The Commission presented its findings in September 2010, under which Denmark can gradually reduce their use of oil, natural gas and coal, to completely eliminate these fuels in their energy portfolio by 2050.
The government formally took over the group’s recommendations, which Denmark aspires to become, in a span of four decades, the first fossil fuel free.
It is in pursuit of that goal that wind power plays an increasingly important role. Denmark was a pioneer in this field in the 1970’s, and nearly half of the wind turbines in the world are produced by Danish manufacturers.
In Denmark, wind turbines are always on the horizon, generating more than three thousand megawatts of electricity, or about 20 percent of total consumption in the country-the highest proportion of the world.

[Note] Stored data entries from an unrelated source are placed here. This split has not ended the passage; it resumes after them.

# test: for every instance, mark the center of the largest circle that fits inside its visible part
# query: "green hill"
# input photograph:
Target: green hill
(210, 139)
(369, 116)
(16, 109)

Many of these turbines rise more than 100 meters above the ground or on offshore platforms, each with three blades 40 meters long whose ends rotate at over 160 kilometers per hour as high-tech versions of windmills the bucolic Dutch countryside.
The Danes do not seem to mind much the sight of these huge towers, perhaps because some turbines are cooperatively owned by residents, and meeting community needs of its electricity.

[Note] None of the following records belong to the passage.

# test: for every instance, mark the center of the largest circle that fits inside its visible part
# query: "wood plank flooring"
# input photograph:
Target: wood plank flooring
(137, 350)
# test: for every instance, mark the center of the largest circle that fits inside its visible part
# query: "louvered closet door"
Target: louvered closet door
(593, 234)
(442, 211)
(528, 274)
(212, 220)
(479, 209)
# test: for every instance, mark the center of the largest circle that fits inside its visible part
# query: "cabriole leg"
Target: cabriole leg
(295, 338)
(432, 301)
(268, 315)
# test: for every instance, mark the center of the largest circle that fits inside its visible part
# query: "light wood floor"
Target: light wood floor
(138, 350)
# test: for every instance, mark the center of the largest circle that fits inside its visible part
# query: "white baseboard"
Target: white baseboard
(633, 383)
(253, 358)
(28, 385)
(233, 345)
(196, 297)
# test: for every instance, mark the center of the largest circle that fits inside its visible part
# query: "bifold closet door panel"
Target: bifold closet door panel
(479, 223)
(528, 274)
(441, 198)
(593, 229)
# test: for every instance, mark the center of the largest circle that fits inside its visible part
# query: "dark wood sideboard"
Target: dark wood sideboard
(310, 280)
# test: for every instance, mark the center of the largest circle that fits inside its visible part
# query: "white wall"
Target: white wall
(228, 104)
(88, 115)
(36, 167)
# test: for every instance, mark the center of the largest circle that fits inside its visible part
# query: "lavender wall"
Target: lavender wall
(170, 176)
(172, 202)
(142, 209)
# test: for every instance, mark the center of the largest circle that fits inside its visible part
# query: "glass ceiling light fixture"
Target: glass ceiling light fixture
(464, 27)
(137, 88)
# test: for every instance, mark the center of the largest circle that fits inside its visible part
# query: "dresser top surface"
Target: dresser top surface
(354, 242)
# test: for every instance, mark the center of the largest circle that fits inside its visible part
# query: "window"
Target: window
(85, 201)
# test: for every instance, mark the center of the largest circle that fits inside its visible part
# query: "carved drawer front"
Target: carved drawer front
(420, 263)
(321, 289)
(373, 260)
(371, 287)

Since then, this source of energy is not without its problems, the most obvious of which is the variability of the winds.

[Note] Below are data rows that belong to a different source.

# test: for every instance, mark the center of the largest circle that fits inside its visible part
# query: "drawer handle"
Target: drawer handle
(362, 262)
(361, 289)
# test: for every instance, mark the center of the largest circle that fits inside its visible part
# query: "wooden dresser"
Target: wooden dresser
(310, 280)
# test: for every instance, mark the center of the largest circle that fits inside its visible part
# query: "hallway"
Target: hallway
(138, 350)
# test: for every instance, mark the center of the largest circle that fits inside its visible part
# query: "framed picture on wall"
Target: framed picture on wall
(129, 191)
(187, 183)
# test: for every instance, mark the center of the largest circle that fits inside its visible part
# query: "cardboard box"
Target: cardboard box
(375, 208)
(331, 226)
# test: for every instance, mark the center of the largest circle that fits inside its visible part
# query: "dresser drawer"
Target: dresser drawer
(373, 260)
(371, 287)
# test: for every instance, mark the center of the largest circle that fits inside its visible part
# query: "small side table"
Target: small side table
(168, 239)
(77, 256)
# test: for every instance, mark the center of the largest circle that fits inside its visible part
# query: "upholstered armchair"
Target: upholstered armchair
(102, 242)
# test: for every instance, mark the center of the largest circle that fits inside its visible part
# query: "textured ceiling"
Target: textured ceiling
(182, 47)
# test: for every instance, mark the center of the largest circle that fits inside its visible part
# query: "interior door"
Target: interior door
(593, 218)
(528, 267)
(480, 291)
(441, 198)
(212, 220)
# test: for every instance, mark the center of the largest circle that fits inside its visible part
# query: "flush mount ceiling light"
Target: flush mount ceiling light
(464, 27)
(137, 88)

On days with little wind, the turbines can remain operational, in which case power plants using different fuels such as agricultural waste, biomass and petroleum products, increase their contribution to the national grid.
By contrast, when the wind is too strong and the turbines generate excess electricity, Denmark is forced to sell the surplus at unfavorable prices to neighboring countries such as Norway and Germany.
However, with the prospect of exhaustion (and therefore more expensive) fossil fuels and the development of technologies for the storage of excess energy, use renewable sources like wind is emerging as an alternative both economically viable and environmentally sustainable .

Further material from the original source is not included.